CAMformer: Associative Memory is All You Need
This addresses efficiency problems for AI hardware developers and users by offering a novel accelerator design for Transformers, though it is incremental as it builds on existing attention mechanisms with architectural improvements.
The paper tackles the scalability challenges of Transformers due to quadratic attention costs by proposing CAMformer, an accelerator that reinterprets attention as associative memory using analog charge sharing, achieving over 10x energy efficiency, up to 4x higher throughput, and 6-8x lower area while maintaining near-lossless accuracy on BERT and Vision Transformer workloads.
Transformers face scalability challenges due to the quadratic cost of attention, which involves dense similarity computations between queries and keys. We propose CAMformer, a novel accelerator that reinterprets attention as an associative memory operation and computes attention scores using a voltage-domain Binary Attention Content Addressable Memory (BA-CAM). This enables constant-time similarity search through analog charge sharing, replacing digital arithmetic with physical similarity sensing.
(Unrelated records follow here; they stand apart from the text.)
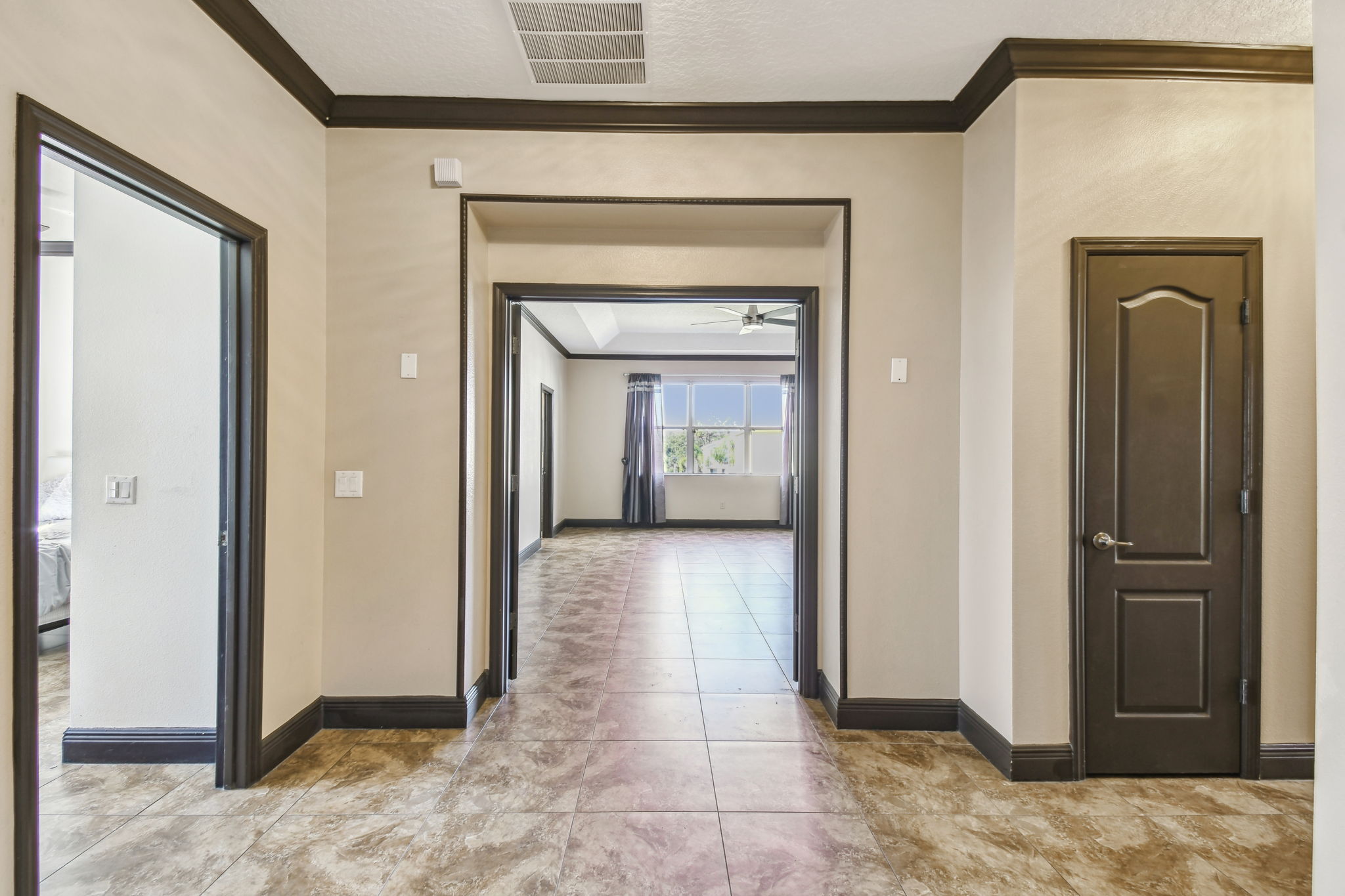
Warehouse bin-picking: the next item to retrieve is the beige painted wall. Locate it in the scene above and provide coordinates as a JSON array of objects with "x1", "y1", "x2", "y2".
[
  {"x1": 1313, "y1": 3, "x2": 1345, "y2": 893},
  {"x1": 324, "y1": 131, "x2": 961, "y2": 697},
  {"x1": 958, "y1": 85, "x2": 1018, "y2": 742},
  {"x1": 1013, "y1": 79, "x2": 1315, "y2": 743},
  {"x1": 0, "y1": 0, "x2": 326, "y2": 880},
  {"x1": 71, "y1": 173, "x2": 221, "y2": 728}
]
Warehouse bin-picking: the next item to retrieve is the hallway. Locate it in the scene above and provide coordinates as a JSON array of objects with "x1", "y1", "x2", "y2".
[{"x1": 32, "y1": 529, "x2": 1313, "y2": 896}]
CAMformer integrates hierarchical two-stage top-k filtering, pipelined execution, and high-precision contextualization to achieve both algorithmic accuracy and architectural efficiency. Evaluated on BERT and Vision Transformer workloads, CAMformer achieves over 10x energy efficiency, up to 4x higher throughput, and 6-8x lower area compared to state-of-the-art accelerators--while maintaining near-lossless accuracy.